Local author tells complex tale of terror
Terrorism and its cousin, political repression, aren’t far from the surface in the subtle, affecting first novel by Margot Singer, a professor of English at Denison University.
In “Underground Fugue,” the quiet lives of the four principal characters, whose voices weave together to create a complex story, have all been affected, at least tangentially, by terror.
Esther, a Jewish New Yorker whose teenage son has recently died and who is now in London nursing her dying mother, lived through the events of 9/11. Her mother, Lonia, managed to make it out of Czechoslovakia during Hitler’s rise to power with the help of her scheming future husband.
Lonia’s next-door neighbor, Javad, is a divorced neurosurgeon whose childhood home in Iran has irrevocably changed. His “stubbornly opaque” son Amir, a college student with an interest in Middle Eastern history, is drawn into questionable company and spends long nights exploring the London subway system.
Running parallel to the story of their intersecting lives is that of a man in a dissociative fugue, a pianist found wandering on a British beach, on whose case Javad is consulted.
Outwardly, not a lot happens in the novel, at least at first.
Esther plays the piano, smokes a lot of cigarettes, and wonders whether she has left her husband for good. Lonia, drifting in a morphine daze, remembers bits and pieces of her past.
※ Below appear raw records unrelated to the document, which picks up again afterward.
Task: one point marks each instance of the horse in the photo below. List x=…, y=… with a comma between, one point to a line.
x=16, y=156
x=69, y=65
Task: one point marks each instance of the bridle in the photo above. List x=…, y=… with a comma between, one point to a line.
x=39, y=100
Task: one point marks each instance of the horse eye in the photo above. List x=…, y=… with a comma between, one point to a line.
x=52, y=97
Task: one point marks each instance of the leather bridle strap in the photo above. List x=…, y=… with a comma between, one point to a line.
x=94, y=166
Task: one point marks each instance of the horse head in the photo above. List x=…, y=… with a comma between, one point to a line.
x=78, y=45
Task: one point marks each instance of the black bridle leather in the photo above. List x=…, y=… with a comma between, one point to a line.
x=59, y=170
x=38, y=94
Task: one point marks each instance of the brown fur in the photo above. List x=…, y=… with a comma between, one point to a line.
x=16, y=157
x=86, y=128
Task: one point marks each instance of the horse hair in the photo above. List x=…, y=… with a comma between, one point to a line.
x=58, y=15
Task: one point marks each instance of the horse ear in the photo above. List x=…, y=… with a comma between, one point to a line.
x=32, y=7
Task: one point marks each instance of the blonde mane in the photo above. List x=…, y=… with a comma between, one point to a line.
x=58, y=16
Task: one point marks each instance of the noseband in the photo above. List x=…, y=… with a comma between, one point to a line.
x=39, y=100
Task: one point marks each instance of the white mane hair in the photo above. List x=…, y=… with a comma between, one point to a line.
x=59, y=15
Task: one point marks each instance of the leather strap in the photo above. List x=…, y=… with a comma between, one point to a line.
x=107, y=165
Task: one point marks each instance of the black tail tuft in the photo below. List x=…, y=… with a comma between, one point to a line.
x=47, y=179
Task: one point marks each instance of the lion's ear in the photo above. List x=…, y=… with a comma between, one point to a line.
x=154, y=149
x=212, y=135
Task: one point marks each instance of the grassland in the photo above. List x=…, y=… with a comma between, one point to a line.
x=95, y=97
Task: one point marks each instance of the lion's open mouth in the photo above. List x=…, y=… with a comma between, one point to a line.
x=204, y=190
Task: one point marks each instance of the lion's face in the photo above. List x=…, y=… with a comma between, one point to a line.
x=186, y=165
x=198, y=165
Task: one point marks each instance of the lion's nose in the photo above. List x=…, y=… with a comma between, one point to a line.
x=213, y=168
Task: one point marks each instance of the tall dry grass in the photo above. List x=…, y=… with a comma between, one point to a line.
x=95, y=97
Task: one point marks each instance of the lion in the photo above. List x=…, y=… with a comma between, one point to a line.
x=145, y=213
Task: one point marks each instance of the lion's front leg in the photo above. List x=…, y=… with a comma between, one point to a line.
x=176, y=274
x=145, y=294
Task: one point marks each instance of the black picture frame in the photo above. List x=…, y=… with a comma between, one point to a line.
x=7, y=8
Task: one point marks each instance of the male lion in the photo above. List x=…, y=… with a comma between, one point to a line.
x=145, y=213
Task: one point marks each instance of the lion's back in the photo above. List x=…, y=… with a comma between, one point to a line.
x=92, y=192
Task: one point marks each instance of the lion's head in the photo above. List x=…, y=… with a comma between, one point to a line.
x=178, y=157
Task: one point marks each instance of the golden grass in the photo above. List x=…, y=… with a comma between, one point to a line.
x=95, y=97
Javad worries about his son and becomes interested in Esther. Amir wanders through vacant tunnels and into a mosque.
The plot lines converge at the London Underground bombings of 2005, but not in an obvious way.
If the “underground” of the title has to do with the subway system, it refers just as strongly to the semi-conscious lives of the characters, whose barely realized desires and memories shape their lives in ways they don’t always see.
Likewise, “fugue” has a double meaning: It’s that dissociative state the characters all experience to one degree or another, and it’s also the musical form in which themes — like the character’s lives or stories — play off of one another.
Like the title, the novel shimmers between meanings, never settling on a single one. It fades to a close, without a big bang, and continues to reverberate in the mind after its final words.